Nine special education teachers left their positions in Marion County and the school district is looking for teachers to fill these slots before the start of the school year.

A shortage of special education teachers has become an issue for schools nationwide. 5 News spoke with Gia Deasy, the administrative assistant of special services for Marion County.

"The special ed crisis has been ongoing, however, it has been exacerbated right now because of now there's a teacher crisis in general. So, like I said, we are looking at major need in the area of math and science and world languages. With less and less teachers going into the field, special ed is hit hard once again," said Deasy.

Marion County experienced major turnover this past summer to pursue positions in other districts, to retire or to move to administrative positions.

Deasy says that the district is working to fill these spots as soon as possible.

"Getting those postings up in a timely manner so we can recruit in a timely manner. That is the main thing we do," said Deasy.

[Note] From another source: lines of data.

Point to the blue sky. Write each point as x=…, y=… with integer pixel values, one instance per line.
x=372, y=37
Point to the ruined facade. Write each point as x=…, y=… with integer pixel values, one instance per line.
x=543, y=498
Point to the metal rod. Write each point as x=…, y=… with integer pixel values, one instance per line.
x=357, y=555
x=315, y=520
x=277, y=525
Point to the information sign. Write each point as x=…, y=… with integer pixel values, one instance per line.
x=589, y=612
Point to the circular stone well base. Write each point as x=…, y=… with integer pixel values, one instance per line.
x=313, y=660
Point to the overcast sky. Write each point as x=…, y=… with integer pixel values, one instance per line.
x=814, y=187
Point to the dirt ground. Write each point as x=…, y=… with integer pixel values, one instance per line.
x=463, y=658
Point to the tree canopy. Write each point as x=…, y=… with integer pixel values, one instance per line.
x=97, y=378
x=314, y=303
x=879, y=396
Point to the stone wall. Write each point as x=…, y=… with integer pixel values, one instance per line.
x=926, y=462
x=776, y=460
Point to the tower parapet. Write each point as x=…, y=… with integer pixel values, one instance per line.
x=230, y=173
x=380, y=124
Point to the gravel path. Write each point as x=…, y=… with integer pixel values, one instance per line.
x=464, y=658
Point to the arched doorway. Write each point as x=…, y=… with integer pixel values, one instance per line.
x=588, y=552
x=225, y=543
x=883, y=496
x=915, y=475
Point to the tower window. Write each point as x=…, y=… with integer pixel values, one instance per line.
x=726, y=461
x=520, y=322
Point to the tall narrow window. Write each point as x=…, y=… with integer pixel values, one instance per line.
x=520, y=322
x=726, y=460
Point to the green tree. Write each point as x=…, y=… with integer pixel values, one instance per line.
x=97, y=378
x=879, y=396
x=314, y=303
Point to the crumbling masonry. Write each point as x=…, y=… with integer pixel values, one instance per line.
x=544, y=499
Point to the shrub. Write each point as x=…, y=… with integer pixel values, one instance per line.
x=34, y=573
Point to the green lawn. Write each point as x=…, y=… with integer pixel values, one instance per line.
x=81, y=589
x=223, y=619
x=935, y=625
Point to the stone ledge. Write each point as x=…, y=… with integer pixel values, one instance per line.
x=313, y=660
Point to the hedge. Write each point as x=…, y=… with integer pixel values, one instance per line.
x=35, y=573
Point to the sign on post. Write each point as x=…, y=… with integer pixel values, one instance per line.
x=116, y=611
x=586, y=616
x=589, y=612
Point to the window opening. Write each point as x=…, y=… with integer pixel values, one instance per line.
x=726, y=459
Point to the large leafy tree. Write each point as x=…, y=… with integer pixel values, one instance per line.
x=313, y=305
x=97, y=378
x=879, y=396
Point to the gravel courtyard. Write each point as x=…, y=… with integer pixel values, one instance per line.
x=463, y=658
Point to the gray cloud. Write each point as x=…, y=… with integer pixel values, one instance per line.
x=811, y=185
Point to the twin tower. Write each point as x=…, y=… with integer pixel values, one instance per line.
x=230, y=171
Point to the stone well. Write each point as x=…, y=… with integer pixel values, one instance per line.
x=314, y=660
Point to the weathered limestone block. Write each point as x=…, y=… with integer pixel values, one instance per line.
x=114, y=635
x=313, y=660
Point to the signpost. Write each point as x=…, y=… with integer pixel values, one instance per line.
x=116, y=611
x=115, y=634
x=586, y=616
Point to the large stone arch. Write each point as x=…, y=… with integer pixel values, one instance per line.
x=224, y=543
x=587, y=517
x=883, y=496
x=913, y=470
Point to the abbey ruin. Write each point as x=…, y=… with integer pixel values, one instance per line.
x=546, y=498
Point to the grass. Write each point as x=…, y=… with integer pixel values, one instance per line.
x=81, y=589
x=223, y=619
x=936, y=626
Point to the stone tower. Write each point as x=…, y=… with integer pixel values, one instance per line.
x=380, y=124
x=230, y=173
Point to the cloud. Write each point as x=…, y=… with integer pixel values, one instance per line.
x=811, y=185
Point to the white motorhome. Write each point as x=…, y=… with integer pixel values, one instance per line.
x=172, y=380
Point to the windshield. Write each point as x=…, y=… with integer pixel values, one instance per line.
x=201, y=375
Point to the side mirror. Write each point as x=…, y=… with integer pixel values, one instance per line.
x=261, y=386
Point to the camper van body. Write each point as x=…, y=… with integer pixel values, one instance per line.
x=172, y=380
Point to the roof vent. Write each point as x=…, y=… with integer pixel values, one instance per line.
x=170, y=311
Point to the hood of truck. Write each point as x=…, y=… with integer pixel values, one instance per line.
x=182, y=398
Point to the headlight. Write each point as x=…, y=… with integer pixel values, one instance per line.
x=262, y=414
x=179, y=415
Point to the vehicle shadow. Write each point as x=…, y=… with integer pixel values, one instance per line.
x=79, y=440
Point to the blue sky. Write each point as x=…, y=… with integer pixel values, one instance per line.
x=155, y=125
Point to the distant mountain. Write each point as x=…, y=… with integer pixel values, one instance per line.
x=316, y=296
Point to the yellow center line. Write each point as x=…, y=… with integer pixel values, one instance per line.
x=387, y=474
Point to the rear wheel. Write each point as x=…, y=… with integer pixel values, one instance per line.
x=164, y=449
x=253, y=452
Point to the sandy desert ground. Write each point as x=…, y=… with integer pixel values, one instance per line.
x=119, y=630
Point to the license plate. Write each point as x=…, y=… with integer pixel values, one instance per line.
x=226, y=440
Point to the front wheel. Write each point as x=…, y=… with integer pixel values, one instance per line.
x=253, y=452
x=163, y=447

The special education department has done much more than just post the openings. Programs have been put in place to reimburse teachers who want get the certifications to teach special education. The district is also working with local universities to recruit soon-to-be teachers.

"We are spending more time on campus with the teacher training institutes so I have been spending a lot of time at Fairmont State University, offering some seminars, talking to teachers that are in the field or might be interested in the field," said Deasy.

Deasy said that while they hope the positions are filled by the next school year, principals have begun to work on a backup plan.

"We will have certified teachers in most of the positions. The positions that are unfilled will most likely be filled with substitutes who are completing their course work and that will give them an opportunity to finish their degree and then be hired on by us," said Deasy.

These issues are not just relegated to Marion County. Deasy said that many of the other counties throughout West Virginia are experiencing the same problems.